Recent developments related to the epic age of technology have amde society become more connected through digital means. But on the other side more disconnected on a phsyical level. While this becomes of higher importance when one ages or is in the need of care.
In a little town called Naarden there is a street where people have asked for help to become more connected. While time passes they are growing more uncertain about available sources of help from their neighbours. The human ability to empathize is what triggers people to help one another. Stimulating the empathy of the residents is central in both the end product and during the design process.
Below a summary of the project. Interested in what I’ve learned and where I missed up? Or more in depth information or questions? Feel free to contact me.
Before you can design a bridge, an end product, you needs to research the area and solve several challenges. Such as what kind of banks the bridge resides on, what will run under, weather conditions, available resources and much more. But in this day of age I’m not the first one to create a bridge. Therefore I did an analysis of possible competitors and researched different models about why and how people aid others in need.

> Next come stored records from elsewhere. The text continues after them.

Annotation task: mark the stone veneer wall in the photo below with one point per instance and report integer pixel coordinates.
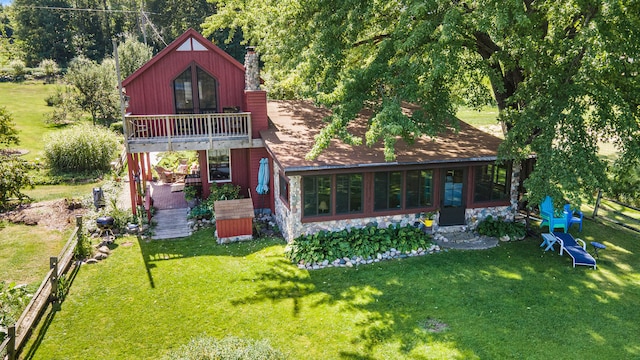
(288, 219)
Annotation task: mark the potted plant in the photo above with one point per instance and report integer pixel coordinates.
(428, 217)
(190, 193)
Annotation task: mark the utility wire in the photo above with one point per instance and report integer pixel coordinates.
(82, 9)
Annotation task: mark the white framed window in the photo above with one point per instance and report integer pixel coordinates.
(219, 162)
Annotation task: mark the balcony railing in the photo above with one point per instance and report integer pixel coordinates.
(161, 129)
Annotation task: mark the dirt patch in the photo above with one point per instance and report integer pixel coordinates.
(434, 325)
(52, 215)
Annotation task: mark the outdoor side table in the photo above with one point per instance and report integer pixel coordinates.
(596, 245)
(548, 240)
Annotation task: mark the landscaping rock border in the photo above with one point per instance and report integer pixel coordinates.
(357, 260)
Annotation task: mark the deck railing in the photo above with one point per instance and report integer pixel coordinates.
(188, 126)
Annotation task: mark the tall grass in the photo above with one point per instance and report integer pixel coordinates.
(81, 148)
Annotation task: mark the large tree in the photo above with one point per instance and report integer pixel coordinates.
(44, 33)
(95, 88)
(563, 73)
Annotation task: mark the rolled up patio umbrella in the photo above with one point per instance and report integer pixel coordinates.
(263, 177)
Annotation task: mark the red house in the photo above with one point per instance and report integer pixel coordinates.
(194, 96)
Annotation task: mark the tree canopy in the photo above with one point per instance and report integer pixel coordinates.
(564, 74)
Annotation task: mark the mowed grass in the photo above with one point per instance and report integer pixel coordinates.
(65, 191)
(511, 302)
(487, 116)
(25, 252)
(25, 102)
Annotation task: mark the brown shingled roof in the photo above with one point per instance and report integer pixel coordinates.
(295, 123)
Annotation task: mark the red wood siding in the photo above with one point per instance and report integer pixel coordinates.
(240, 170)
(256, 103)
(152, 91)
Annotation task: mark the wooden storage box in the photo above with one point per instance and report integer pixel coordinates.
(234, 217)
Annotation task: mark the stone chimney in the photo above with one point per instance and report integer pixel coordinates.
(252, 72)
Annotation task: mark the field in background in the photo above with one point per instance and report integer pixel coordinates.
(25, 102)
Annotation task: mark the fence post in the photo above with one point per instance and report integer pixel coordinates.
(53, 297)
(595, 209)
(11, 346)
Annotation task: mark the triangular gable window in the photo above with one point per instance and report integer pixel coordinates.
(191, 44)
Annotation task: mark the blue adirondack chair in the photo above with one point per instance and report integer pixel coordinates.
(573, 216)
(547, 213)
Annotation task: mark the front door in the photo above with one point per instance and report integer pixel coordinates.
(452, 203)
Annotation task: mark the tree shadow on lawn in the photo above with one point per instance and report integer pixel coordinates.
(469, 302)
(202, 243)
(47, 318)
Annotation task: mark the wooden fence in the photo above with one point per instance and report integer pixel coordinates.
(47, 293)
(616, 216)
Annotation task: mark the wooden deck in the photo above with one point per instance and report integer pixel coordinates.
(146, 133)
(168, 196)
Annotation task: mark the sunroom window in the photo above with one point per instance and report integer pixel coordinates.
(388, 190)
(317, 195)
(349, 193)
(419, 192)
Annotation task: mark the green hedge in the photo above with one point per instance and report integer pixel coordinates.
(498, 227)
(366, 243)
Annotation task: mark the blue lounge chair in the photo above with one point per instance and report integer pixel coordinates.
(578, 252)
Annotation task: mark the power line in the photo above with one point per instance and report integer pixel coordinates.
(82, 9)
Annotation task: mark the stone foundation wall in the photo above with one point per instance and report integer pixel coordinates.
(474, 216)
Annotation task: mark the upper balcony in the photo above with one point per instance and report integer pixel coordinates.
(146, 133)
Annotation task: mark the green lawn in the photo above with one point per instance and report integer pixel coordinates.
(25, 252)
(64, 191)
(511, 302)
(25, 101)
(488, 116)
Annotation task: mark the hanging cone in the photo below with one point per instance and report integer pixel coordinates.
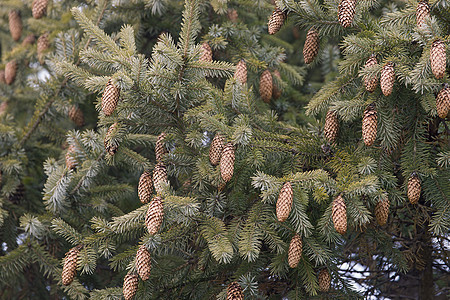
(438, 59)
(206, 53)
(324, 280)
(234, 291)
(76, 115)
(130, 283)
(241, 72)
(382, 210)
(216, 148)
(276, 21)
(155, 215)
(10, 72)
(143, 262)
(369, 125)
(414, 188)
(39, 8)
(15, 24)
(331, 127)
(443, 101)
(371, 82)
(227, 162)
(311, 47)
(339, 215)
(387, 79)
(295, 251)
(145, 187)
(284, 202)
(265, 86)
(160, 149)
(346, 12)
(110, 98)
(159, 177)
(422, 12)
(70, 265)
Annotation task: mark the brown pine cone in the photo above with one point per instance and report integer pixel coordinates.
(371, 82)
(39, 8)
(284, 202)
(155, 215)
(265, 86)
(145, 187)
(143, 262)
(130, 284)
(11, 71)
(15, 24)
(339, 215)
(422, 12)
(276, 21)
(346, 12)
(369, 125)
(110, 98)
(295, 251)
(216, 148)
(227, 162)
(387, 79)
(206, 53)
(311, 47)
(159, 177)
(234, 291)
(438, 59)
(331, 127)
(70, 265)
(241, 72)
(443, 101)
(414, 188)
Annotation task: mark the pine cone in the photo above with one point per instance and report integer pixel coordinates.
(10, 72)
(422, 12)
(382, 210)
(234, 291)
(339, 215)
(443, 101)
(241, 72)
(331, 127)
(155, 215)
(414, 188)
(145, 187)
(159, 177)
(371, 82)
(284, 202)
(70, 265)
(295, 251)
(39, 8)
(387, 79)
(143, 262)
(110, 98)
(216, 148)
(15, 24)
(276, 21)
(276, 91)
(370, 124)
(130, 284)
(76, 115)
(42, 45)
(346, 12)
(311, 47)
(438, 59)
(265, 86)
(111, 147)
(324, 280)
(206, 53)
(160, 149)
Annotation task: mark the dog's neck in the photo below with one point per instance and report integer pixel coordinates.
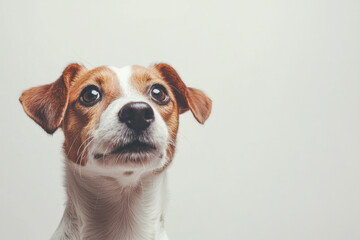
(102, 208)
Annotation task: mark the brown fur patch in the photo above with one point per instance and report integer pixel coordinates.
(79, 120)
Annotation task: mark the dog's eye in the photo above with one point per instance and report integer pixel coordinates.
(90, 96)
(159, 95)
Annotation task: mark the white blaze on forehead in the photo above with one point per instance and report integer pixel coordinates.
(124, 76)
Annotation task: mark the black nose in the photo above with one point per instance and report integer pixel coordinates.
(136, 115)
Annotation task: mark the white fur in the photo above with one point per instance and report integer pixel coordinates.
(103, 201)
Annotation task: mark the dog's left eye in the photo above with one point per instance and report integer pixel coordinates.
(159, 94)
(90, 96)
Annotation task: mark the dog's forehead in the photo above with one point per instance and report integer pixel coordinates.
(133, 78)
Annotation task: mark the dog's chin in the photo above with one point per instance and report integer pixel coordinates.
(134, 155)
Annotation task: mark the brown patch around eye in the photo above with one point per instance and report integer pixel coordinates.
(81, 120)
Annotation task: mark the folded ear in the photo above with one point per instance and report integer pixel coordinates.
(187, 98)
(47, 104)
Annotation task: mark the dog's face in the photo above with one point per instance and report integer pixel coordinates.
(116, 120)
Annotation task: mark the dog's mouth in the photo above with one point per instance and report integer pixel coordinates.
(135, 147)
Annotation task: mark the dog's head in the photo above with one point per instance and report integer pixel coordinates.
(116, 119)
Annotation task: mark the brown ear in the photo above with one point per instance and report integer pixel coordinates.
(47, 104)
(187, 98)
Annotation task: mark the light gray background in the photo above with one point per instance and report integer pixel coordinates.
(279, 157)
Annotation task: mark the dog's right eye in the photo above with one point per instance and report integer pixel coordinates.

Based on the found information I created a first paper prototype to be used during the first design session. The goal of this session was to connect with the residents, gain their support and show them how easy it is to actually create possible solutions they have in mind.
During the design session the participants jumped aboard and were happy to help out. But they asked to not specifically focus on situations about health care. Helping out with throwing a party is equally important, in such situations one really gets to know one another. And based on that connections they will aid others faster.
To get to know the participants better I’ve invited them over for a beer in a local pub. Due to the comfortable setting (and alcohol) we had a normal conversation, instead of an interrogation style interview. During the conversation we spoke about what triggers them to take action and what it takes for them to decide to help some one.
There is a big variety of triggers, obstacles and other factors the to-be-designed solution has to take in mind. For example insecurities (‘I don’t know how to help’) and timing (‘If I’m already at the supermarket I don’t mind picking up his dinner’). But there is one common process they all follow. First they have to know something is up, then find out more about what’s going on and so they then know how to act and help some one.
Based on this new information I created a new prototype for the second design session. This prototype simulated a new way to notifys other they could use help, what kind of help and communicate about it by sending messages. During the sessions they wrote the messages themselves and discussed them afterward. The participants did not need any help making their questions and answers clear. But they would like to have ways to show the importance, categories and mark things private.
Parallel to the end product development I went on a search of how other available technologies could enlarge the add value. As technology keeps advancing, more and more sensors are being applied. This creates a new network of information that can be put to use. For example context aware notifications based on a combination of location and questions asked. Or applying datasets to support how a user plans or asks something.
By mapping the involved entities, relations, attributes and flows, for different situations where the end product can be of use, it is easy to see how a surrounding system and external datasets support the user. The new insights this has generated have been taken in account during the development of the third prototype.
For the third design session the prototype was printed out and laid out. The participants were given the goal to organise and communicate different events, from barbecue’s to laundry to aiding some one, while obstacles occurred. The participants were very happy with the product layout and concept. All the feedback was on product level, interaction and copy.
By now the product was still mostly wireframes. It was not pleasing for the eye and didn’t give off a lot of emotion visually. Also when wanting to develop the first version there are multiple constraints one has to keep in mind, such as finance and development restrictions.
By applying the google material styling many of these constraints were overcome. For the visual design the colours blue and orange have been chosen together with the participants. Blue eminates calmess and responsiblity and orange eminates change and health. All important in the context of this product.
With this the first high fidelity prototype was created and the concept finetuned. The participants were very happy with the end results and are looking forward for the first developed version. Meanwhile I decided to do some more in-depth test with a new group of participants to get more feedback. Once again the feedback was only on product level, agreeing with what the concept could mean for them and it having added value.
At the start of the project the street was divided in three small social communities. By having one or two inviduals from each community in the design sessions hey have gotten to know each other better. Now when the sun is out they have 1 big street barbecue instead of 3 small seperate ones. From this I can conclude that the social connections in the street have been changed for the better.
The end product, the mobile application, is yet to be realized. Due tot different changes in the municipality it was not possible to acquire a funding budget.